Po Mszy św. odbyło się opłatkowe spotkanie, podczas którego fragment Ewangelii o Bożym Narodzeniu odczytał prezydent Bielaka-Białej Jacek Krywult, a życzenia wszystkim zgromadzonym złożyła wicepremier Beata Szydło.
Najpierw w imieniu zgromadzonych podziękowała bp. Pindlowi za modlitwę i słowo, które poruszyło sumienia.
- Wierzę głęboko, że nie tylko wysłuchaliśmy go, ale każdy z nas w swoim sumieniu i w swoim sercu poweźmie refleksję nad tymi słowami i będziemy starali się ją wyciągnąć z tego mądrego przekazu o powinnościach ludzi, którzy są na służbie dla innych w różny sposób - mówiła wicepremier Szydło, podkreślając, że praca w samorządzie czy parlamencie jest służbą. - To oznacza, że musimy być pełni pokory i przekonania, że jesteśmy właśnie po to, żeby działać na rzecz drugiego człowieka.
- Przed nami rok 2018: rok szczególny z tego powodu, że będziemy świętować stulecie niepodległości polskiego państwa. Będziemy cieszyć się tym, iż od 100 lat Polacy mogą żyć w wolnej, niepodległej ojczyźnie. Będziemy starali się o tym na każdym kroku przypominać, pamiętać, ale przede wszystkim powinniśmy również głęboko sięgając do tej historii pamiętać o tych, którzy tę wolność nam dali, brać z nich przykład, być wiernymi temu, czego uczyli nasi ojcowie, dziadowie - i przekazywać tę mądrość naszym następcom.
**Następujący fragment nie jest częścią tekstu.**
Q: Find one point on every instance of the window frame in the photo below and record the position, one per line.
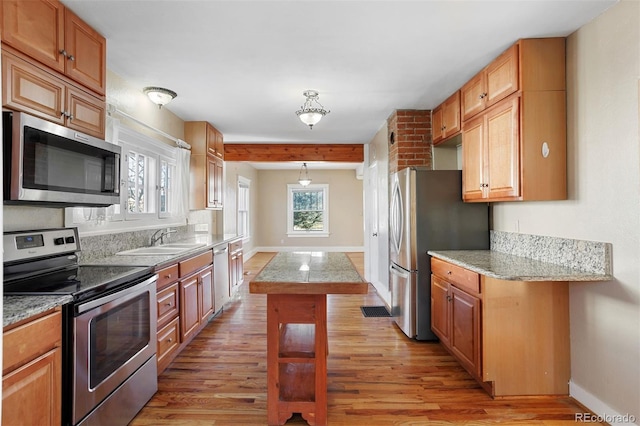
(244, 182)
(325, 232)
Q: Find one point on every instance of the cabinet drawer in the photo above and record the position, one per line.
(167, 302)
(168, 339)
(456, 275)
(166, 276)
(30, 340)
(197, 262)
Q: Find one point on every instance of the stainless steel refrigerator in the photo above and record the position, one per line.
(427, 213)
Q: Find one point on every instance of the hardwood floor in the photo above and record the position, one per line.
(376, 375)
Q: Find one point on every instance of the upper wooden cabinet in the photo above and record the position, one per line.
(514, 147)
(54, 36)
(445, 120)
(207, 165)
(28, 88)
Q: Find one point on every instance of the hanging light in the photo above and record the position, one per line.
(304, 180)
(159, 95)
(312, 111)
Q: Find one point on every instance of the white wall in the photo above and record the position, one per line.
(603, 71)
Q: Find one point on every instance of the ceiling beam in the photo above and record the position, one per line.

Życzę Państwu i wszystkim mieszkańcom tej ziemi, żebyśmy mogli powiedzieć, że rok 2018 będzie rokiem szczęśliwym dla rodzin tutaj mieszkających, dla tych, którzy mają tutaj swoje domy, tu pracują i się uczą - i byśmy my: którzy są na służbie drugiemu człowiekowi, potrafili w tym 2018 roku robić wiele dobrego dla innych. Bo po to jesteśmy. Po to mamy mandat dany nam od naszych rodaków, byśmy to dobro czynili. (...) Nie będzie tego dobra i nie będzie tych sił, jeżeli nie będziemy zwracali się ku temu, co jest trwałością naszej wiary, naszej państwowości (...) jeśli nie będziemy spotykać się, modlić i prosić Pana Boga, byśmy nie błądzili po ścieżkach naszych samorządowych, parlamentarnych dróg - mówiła Beata Szydło.
Po życzeniach był czas na łamanie się opłatkiem i kolędy, które politycy zaśpiewali z chórzystami z Zabrzega.